What is UTAU?

I wanted a small primer on UTAU for the covers page but it grew too large, so here it is.

UTAU, made by 飴屋/菖蒲 (あめや・あやめ), consists of:

  • An editor for notes to be sung, including extra data for each note denoting lyrics, singing styles, etc.
  • The format for those notes — general virtual instruments have MIDI, while UTAU has UST (which stands for UTAU Sequence Text)
  • Voicebanks, which are collections (folders) of samples sung by (for example) their creators
  • A wavtool (tool1) and a resampler (tool2), which together process the voicebank according to the notes in the UST and produce an audio file in the end.

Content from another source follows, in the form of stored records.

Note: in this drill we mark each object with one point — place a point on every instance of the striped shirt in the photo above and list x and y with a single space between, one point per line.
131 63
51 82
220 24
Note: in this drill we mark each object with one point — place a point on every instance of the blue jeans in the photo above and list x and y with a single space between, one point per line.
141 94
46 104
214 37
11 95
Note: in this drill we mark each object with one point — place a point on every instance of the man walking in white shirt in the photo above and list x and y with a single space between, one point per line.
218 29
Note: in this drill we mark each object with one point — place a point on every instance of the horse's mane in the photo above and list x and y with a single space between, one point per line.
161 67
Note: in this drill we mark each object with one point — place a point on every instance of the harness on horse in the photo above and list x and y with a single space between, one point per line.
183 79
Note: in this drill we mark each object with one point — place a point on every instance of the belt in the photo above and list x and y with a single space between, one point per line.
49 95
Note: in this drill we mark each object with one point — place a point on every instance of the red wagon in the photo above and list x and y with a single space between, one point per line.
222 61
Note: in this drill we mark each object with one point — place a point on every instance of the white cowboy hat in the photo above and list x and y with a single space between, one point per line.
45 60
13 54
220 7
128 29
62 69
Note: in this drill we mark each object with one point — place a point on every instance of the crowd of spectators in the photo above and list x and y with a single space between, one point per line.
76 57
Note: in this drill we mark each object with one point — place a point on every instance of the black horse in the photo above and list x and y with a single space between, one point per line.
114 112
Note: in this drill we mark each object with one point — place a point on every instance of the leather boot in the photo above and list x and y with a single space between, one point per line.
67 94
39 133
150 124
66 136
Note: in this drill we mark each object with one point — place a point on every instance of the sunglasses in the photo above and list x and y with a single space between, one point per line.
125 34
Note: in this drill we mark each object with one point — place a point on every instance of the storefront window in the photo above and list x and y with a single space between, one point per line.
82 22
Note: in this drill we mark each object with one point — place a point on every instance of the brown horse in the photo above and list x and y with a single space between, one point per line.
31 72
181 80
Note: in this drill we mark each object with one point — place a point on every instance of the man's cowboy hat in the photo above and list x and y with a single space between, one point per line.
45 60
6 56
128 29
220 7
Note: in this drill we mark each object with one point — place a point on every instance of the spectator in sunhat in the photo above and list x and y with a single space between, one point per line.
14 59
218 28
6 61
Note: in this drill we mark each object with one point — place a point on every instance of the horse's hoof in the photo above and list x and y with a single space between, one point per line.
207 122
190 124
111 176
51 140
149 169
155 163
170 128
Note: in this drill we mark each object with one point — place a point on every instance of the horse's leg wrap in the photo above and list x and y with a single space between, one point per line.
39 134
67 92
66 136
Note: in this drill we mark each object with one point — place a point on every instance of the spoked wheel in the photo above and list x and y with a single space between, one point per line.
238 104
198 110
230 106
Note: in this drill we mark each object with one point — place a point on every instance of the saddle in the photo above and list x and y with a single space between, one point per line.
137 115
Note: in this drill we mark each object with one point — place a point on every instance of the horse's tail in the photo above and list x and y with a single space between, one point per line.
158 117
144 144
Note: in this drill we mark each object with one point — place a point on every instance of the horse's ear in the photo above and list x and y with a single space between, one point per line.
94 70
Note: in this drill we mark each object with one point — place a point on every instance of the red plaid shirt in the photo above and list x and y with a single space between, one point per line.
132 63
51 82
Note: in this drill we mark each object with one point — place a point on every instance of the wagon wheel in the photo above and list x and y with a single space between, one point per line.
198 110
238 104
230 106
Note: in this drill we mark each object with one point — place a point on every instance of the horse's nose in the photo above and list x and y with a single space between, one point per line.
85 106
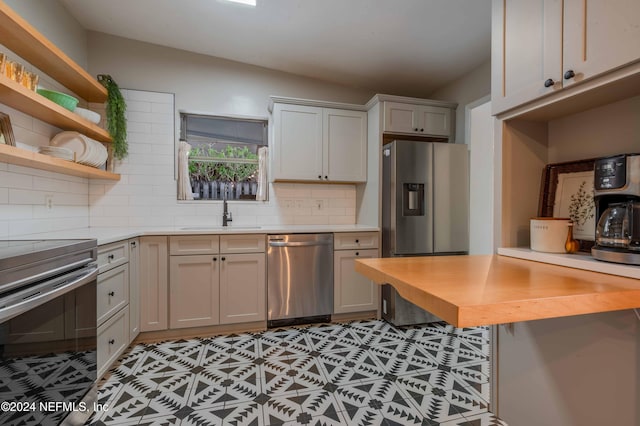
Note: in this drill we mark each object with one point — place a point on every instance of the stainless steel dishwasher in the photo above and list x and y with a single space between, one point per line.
299 279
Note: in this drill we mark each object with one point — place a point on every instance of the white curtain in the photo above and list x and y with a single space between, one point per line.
184 184
263 154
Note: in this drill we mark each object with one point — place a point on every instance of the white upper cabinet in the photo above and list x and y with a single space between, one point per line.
297 146
542 46
315 143
413 119
599 36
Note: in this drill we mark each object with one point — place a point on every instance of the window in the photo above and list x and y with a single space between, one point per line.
224 155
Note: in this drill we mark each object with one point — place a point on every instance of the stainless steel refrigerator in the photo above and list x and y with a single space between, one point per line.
425 211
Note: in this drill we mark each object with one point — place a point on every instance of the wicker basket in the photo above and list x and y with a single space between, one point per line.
62 99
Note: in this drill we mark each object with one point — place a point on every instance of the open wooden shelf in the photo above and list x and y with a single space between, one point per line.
21 37
19 97
21 157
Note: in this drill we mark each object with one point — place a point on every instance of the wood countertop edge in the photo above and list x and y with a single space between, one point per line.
506 311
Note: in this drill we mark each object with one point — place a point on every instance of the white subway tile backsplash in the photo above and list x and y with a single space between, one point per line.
16 180
17 211
162 128
162 108
139 127
25 196
4 196
140 106
144 96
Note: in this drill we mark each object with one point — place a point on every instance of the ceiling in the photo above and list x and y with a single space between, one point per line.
404 47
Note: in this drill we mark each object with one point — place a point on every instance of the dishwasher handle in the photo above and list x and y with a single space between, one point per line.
277 243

UTAU's official editor has not been updated since 2013; between then and now (2022-10-25) there has already been 3 (!) versions of VOCALOID released. But, because the ecosystem is made of relatively decipherable formats (UST is Shift-JIS plaintext), almost every piece of actual software can be replaced — there is essentially an unwritten standard. As a result, the ecosystem is still alive despite the lack of official updates.

  • The editor can be run with Wine on Linux. There are somewhat compatible alternatives such as OpenUtau, but they're different enough that I can never get used to them. Some editors have their own project formats instead of using UST.
  • Voicebanks can be created by anybody, and a lot have been created. I mainly use 雨月 by 柏木, 闇音レンリ by yuzuri, and 夏語遙 by Voicemith.
  • wavtools and resamplers affect what sort of control you have over the singing. Here's a list of resamplers; I use tn_fnds and moresampler primarily. I find the default wavtool good enough. (moresampler is special in that it takes control of both steps of the rendering.)

UTAU allows one to record their own voice and make that voice sing in a relatively realistic way (compared to manually stitching together clips) by creating voicebanks. It also allows one to get into the world of vocal synthesis at no cost (though this is through people donating their time).

I continue to make UTAU covers because I can't sing, I hate my voice, and because I don't have a place to sing in anyways. I'm essentially expressing myself through the voices of these characters, and I think this applies to a lot of people who do vocal synthesis.